*Not Accredited for CME Credit*
Host Holly Wayment brings us Houston spine surgeon Rex Marco, MD who, after a terrible cycling accident , faced life-changing paralysis to recovery through mindfulness, the RAIN method, and radical acceptance. He describes what happened to him and how in one moment everything can change. His work now explores how compassion, mindfulness, and vulnerability can reshape how we live, lead, and heal.
In 2019, Dr. Marco sustained a C3–4 fracture-dislocation in a cycling accident, resulting in C2 quadriplegia. Today, he serves as the Chief Medical Ambassador for the Christopher & Dana Reeve Foundation, advocating for research, cure, and improved quality of life for individuals living with spinal cord injury. He is also a certified mindfulness meditation teacher and is passionate about integrating resilience, presence, and emotional healing into medicine, leadership, and life. He's known for creative and transformative teaching and shares that his most profound transformation came through recovery, where he confronted longstanding patterns in how he related to himself and others.

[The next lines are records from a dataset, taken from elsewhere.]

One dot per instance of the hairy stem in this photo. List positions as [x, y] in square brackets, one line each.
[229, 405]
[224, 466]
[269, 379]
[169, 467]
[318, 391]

This episode explores how he says acceptance, gratitude, and recovery programs transformed his leadership, clinical practice, and family life, offering actionable tools for cultivating presence and emotional safety.
Dr. Rex Marco is an internationally recognized orthopedic spine and musculoskeletal oncology surgeon whose career has centered on caring for patients with complex spinal disorders and tumors. He completed his undergraduate studies at UC Irvine and conducted research at the National Institutes of Health through the Howard Hughes Medical Institute before earning his medical degree from the UCLA School of Medicine. He went on to complete surgical training at Virginia Mason Medical Center, orthopedic residency at UC Davis, and dual fellowships in musculoskeletal oncology at Memorial Sloan Kettering Cancer Center and reconstructive spine surgery at Rush University.
Dr. Marco has held leadership roles at MD Anderson Cancer Center, Texas Children’s Hospital, Houston Methodist Hospital, and UTHealth Houston, where he serves as Spine Fellowship Director.